Claudinha nunca foi muito habilidosa no uso das palavras. Por vezes, falou demais, falou o que não devia ou que não queria, ou o que os outros não queriam. Faz parte. Mas sábado não. Sábado a cantora nascida em São Gonçalo, no Rio de Janeiro, e radicada na Bahia, foi certeira. Apesar de estar visivelmente desconsertada com as investidas maldosas de Silvio, a artista retrucou de forma tranquila: "agora eu acho que meu marido tem uma razão pra ficar chateado". Não satisfeito, Silvio respondeu: "claro, porque as pessoas às vezes não usam sinceridade". Claudinha mais uma vez se esquivou como se estivesse sendo acuada, como vítima que estava sendo de um abuso, onde muitos riam e achavam o circo de horrores normal e tentou tergiversar: "Balancinho é minha música nova, mas eu já estou quase pensando em 'vazar'".

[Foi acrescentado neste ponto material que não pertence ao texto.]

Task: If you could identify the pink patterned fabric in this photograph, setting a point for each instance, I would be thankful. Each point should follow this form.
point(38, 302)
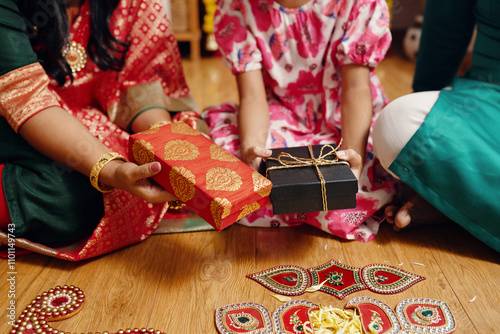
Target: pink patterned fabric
point(300, 52)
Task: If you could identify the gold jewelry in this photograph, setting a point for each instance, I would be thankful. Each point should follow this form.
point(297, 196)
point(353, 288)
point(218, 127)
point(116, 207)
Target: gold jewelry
point(76, 56)
point(99, 165)
point(175, 204)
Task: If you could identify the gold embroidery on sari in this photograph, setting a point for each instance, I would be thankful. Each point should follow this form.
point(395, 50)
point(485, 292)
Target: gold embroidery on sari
point(23, 93)
point(143, 152)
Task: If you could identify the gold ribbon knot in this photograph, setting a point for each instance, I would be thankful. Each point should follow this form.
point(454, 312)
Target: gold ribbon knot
point(288, 161)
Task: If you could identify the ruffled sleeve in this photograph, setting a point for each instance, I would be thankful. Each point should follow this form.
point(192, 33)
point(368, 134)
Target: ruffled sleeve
point(367, 37)
point(236, 42)
point(23, 81)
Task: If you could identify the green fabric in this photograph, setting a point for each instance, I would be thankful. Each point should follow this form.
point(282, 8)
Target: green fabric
point(16, 48)
point(453, 160)
point(48, 202)
point(446, 33)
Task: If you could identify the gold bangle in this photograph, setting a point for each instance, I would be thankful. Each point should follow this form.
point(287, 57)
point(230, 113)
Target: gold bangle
point(158, 124)
point(175, 205)
point(99, 165)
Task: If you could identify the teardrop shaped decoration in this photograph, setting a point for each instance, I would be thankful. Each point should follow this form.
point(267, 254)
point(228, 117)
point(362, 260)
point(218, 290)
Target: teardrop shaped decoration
point(417, 315)
point(243, 318)
point(337, 279)
point(291, 317)
point(287, 280)
point(376, 317)
point(387, 279)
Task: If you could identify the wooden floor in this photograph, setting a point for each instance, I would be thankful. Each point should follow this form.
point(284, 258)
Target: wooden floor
point(175, 282)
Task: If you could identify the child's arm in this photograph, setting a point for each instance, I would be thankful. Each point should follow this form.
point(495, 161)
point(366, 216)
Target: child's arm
point(253, 118)
point(356, 112)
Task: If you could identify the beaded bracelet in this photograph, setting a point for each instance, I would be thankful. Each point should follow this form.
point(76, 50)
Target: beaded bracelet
point(99, 165)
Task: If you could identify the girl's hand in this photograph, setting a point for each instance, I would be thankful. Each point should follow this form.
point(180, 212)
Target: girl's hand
point(253, 156)
point(354, 159)
point(135, 180)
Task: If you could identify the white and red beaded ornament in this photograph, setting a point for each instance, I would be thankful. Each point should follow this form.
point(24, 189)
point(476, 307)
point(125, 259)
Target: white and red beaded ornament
point(57, 304)
point(286, 280)
point(336, 279)
point(359, 315)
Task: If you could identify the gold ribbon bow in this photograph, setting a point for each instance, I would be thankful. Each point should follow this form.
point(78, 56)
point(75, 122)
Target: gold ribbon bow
point(288, 161)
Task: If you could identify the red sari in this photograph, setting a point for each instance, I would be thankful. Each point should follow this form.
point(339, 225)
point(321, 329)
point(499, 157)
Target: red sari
point(105, 102)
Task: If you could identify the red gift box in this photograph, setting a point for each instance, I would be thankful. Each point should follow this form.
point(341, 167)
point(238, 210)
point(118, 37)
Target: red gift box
point(215, 184)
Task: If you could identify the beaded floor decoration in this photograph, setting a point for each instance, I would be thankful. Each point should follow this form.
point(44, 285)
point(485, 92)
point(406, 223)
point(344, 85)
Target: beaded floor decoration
point(360, 315)
point(57, 304)
point(336, 279)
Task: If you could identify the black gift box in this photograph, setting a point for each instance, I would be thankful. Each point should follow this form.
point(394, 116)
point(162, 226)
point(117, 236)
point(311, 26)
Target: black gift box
point(297, 189)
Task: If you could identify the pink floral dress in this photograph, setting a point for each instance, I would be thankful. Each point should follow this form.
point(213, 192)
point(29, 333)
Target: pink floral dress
point(300, 52)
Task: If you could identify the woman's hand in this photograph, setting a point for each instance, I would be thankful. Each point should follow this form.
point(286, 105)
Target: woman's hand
point(354, 160)
point(253, 156)
point(136, 180)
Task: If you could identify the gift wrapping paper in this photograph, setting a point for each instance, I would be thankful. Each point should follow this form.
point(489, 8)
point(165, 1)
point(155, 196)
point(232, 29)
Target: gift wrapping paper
point(215, 184)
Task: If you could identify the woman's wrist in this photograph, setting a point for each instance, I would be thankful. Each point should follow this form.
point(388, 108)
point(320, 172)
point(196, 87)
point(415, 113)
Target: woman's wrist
point(102, 171)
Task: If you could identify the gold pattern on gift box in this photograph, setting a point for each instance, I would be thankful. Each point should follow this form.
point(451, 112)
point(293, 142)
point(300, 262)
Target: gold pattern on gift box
point(261, 185)
point(183, 129)
point(225, 179)
point(182, 181)
point(143, 152)
point(218, 153)
point(248, 209)
point(220, 208)
point(181, 150)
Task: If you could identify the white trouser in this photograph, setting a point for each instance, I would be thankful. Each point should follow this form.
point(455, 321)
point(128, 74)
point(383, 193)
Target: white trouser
point(398, 122)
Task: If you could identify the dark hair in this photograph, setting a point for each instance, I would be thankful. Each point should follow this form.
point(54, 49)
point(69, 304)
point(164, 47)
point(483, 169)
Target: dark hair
point(48, 29)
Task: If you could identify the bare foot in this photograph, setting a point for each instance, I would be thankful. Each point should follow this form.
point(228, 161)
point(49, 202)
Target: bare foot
point(414, 212)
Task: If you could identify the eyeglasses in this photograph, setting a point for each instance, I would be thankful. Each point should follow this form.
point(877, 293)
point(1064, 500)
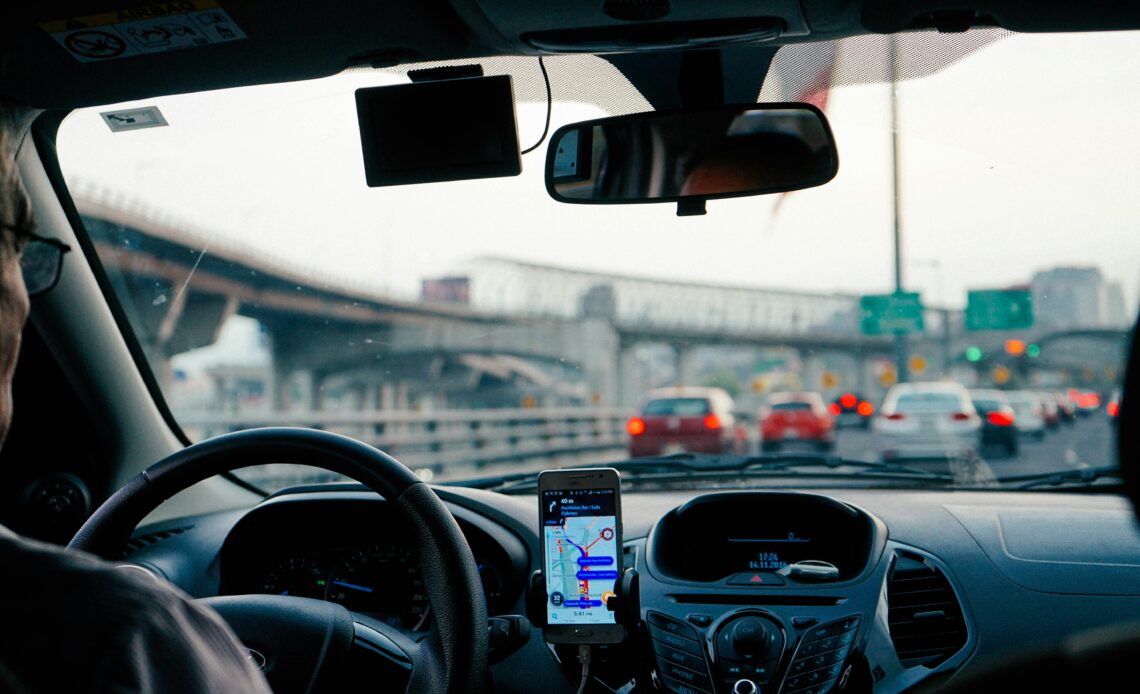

Agressões e constrangimentos à parte, a ação de Silvio Santos não surgiu como se a terra tivesse se aberto naquele momento e vomitado para fora todo o machismo do mundo. Aquilo é fruto de um processo histórico, de construções sociais forjadas à base de uma sociedade extremamente machista, patriarcal, paternalista. Fruto de uma sociedade com traços culturais arcaicos onde para muitos o fato de ter um objeto fálico externo entre as pernas os torna superiores. Mas também é consequência de uma sociedade muitas vezes conivente e omissa com relação a temas tão latentes em todo o mundo como machismo, racismo e homofobia. Direitos Humanos, na verdade.
Desta forma, podemos dizer que Claudia Leitte foi vítima de sua própria omissão. Não sejamos ingênuos em achar que um suposto posicionamento contundente da loira às vésperas da eleição contra um candidato que já se mostrou resistente às principais pautas relacionadas aos Direitos Humanos faria com que o dono do SBT tivesse o mínimo de bom senso para lidar com uma convidada em sua emissora. Não, não iria. Um posicionamento de Claudinha – assim como o de Ivete (não esquecemos de você, mainha) também não mudaria o rumo das eleições. Mas seria um marco na carreira dela, seria uma forma dela se solidarizar com a parte de seu público que se sente ameaçada.
Nada tem a ver com política, com partido. Isso tem a ver com empatia. Talvez comercialmente não fosse interessante para Claudinha se expor, ir para as redes sociais e bradar contra um candidato, um partido ou quem quer que esteja propagando ideias reacionárias, machistas, misóginas, racistas e, sobretudo, homofóbicas. Seu público, Claudia, é formado por uma multidão, por milhões de fãs que te amam, te aplaudem, que dão sangue por você. E não foi uma massa bestializada como um famoso colunista os descreveu quando da gravação de seu DVD em Copacabana, oportunidade em que você levou dois milhões de pessoas ao delírio.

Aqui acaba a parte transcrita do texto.